This week’s Torah portion, parshat Bo, retells the climax of the Pharaoh/Moses story, and has a deep piece of wisdom for us. The parasha speaks about the final three plagues, Pharaoh’s relenting to Moses’ plea for freedom, and the first communal mitzvah.

The piece of wisdom I want to focus on is found in the very first word of our reading. The line retells a conversation between God and Moses where the Holy One instructs Moses to go to Pharaoh in order to plea for freedom for the Israelites. The big challenge is that the Torah doesn’t actually say “go to Pharaoh”, as it is often translated. The verse reads “come to Pharaoh,” as though God were saying “come here to Pharaoh.”

Noting this potentially heretical teaching, Rabbi Menachem Mendel from Kotsk teaches the following: the Torah teaches “come” to Pharaoh instead of “go” in order to teach Moses that it is impossible for him to distance himself from God.  The Holy One can be found in every place.

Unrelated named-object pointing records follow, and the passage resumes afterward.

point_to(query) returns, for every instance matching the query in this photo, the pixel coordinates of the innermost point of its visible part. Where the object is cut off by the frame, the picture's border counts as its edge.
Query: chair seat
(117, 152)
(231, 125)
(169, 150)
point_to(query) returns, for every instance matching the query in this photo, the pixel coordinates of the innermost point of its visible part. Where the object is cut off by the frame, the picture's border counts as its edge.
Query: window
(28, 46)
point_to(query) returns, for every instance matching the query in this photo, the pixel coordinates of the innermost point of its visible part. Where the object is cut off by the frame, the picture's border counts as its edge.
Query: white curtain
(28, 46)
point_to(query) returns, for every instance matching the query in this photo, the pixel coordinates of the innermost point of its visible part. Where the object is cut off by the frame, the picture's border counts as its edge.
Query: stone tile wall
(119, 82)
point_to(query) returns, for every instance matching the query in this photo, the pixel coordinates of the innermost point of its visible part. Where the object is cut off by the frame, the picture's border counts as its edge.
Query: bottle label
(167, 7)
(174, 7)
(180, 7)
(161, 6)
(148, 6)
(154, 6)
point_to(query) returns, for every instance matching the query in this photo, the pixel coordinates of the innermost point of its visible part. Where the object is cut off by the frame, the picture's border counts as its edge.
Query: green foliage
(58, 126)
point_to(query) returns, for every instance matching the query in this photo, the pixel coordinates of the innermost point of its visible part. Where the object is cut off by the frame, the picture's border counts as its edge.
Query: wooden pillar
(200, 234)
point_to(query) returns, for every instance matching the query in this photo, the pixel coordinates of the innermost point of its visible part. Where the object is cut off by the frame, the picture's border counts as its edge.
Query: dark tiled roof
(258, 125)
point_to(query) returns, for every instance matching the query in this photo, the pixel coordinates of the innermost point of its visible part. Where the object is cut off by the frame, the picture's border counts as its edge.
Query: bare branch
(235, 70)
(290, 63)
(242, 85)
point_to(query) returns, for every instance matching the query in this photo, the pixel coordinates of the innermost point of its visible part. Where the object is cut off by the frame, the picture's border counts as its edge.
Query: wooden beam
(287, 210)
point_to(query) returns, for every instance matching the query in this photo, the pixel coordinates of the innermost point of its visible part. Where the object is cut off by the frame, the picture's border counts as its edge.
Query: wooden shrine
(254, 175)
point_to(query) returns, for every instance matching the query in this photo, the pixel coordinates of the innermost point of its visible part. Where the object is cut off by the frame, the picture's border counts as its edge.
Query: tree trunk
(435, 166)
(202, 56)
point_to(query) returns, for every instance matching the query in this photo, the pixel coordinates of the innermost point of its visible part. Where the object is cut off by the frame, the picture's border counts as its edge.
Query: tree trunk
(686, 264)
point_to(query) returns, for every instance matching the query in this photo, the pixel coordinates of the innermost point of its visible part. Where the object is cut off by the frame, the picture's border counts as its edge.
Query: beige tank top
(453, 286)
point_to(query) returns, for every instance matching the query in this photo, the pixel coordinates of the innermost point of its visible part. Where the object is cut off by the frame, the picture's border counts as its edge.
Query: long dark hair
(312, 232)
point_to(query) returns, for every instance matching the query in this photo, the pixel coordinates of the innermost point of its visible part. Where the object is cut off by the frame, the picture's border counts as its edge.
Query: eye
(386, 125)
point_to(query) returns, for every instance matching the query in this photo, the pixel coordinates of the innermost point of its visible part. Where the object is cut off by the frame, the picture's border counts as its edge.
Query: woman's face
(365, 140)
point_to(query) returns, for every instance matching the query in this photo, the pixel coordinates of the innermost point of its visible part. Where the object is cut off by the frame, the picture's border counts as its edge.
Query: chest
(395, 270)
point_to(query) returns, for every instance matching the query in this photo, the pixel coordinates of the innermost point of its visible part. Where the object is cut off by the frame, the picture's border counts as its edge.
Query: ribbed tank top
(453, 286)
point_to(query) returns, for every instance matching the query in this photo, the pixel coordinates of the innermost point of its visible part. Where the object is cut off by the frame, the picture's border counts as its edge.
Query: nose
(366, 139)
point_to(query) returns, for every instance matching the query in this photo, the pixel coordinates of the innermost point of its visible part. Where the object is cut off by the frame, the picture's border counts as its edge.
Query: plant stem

It is as though God were saying to Moses, “Come with Me, I am with you everywhere you go.”

On our campuses, it can be all to easy to think of some places as holy or, perhaps, even some people as holy. Certainly some relationships are easier than others. The Kotsker comes to remind us that God can be found in every place, in every relationship, and in every person.  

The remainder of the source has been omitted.